Hybrid (MPI/OpenMP) programming problem (NUMA?)

General OpenMP discussion

Hybrid (MPI/OpenMP) programming problem (NUMA?)

Postby gavell » Sat Apr 14, 2012 10:17 am

Hello everyone!
I wrote paralell program in hybrid model (it is matrix-vector multiplication)and run it on cluster (16 nodes, 2 sockets per node, 4 cores per socket), performed a series of tests (for different count of MPI processes and OpenMP threads), this is graph with results:
X-axis is MPI process count, Y-axis is time, legend contains number of threads (CCS and CRS are matrix storage format)
My question is: why there is speed-up for 2 threads, and there isn't for larger number of threads?
One thing I noticed is when I change thread affinity form "KMP_AFFINITY=granularity=fine,scatter" to "KMP_AFFINITY=granularity=fine,compact"I get these results:
I suppose this is related to NUMA architecture and shared memory, but I would like to know details. Maybe someone can help me.

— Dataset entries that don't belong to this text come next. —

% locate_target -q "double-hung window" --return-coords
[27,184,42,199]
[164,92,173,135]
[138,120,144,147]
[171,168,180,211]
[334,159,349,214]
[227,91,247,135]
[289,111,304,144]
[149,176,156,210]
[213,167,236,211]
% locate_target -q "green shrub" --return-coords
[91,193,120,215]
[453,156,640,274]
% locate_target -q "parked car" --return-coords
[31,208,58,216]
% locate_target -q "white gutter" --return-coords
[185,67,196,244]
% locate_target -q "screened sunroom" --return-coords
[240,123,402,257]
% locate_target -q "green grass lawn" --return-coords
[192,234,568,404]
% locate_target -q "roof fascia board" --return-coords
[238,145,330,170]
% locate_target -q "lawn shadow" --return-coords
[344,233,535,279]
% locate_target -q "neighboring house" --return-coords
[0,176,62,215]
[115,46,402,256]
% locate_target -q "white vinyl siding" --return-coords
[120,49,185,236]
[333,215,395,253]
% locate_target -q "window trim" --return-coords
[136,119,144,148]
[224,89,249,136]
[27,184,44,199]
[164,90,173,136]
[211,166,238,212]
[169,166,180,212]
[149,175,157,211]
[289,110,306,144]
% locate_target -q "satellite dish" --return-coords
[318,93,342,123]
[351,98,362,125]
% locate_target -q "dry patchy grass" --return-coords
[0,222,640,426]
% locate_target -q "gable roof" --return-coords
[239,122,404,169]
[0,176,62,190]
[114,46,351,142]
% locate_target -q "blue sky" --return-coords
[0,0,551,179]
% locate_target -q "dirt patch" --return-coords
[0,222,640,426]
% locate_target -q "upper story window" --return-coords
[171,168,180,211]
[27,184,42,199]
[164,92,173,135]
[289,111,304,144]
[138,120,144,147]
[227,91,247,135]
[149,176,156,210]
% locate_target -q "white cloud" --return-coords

Re: Hybrid (MPI/OpenMP) programming problem (NUMA?)

Postby MarkB » Tue Apr 17, 2012 6:51 am

Are you always running one MPI process per node in your experiments? If so, then you may just be seeing memory bandwidth saturation.

In the first graph, the two-thread case is likely running one thread per socket, so you get access to twice the memory bandwidth
than with one thread, but adding further threads gives no extra benefit because the memory bandwidth is already being used up by the first two threads.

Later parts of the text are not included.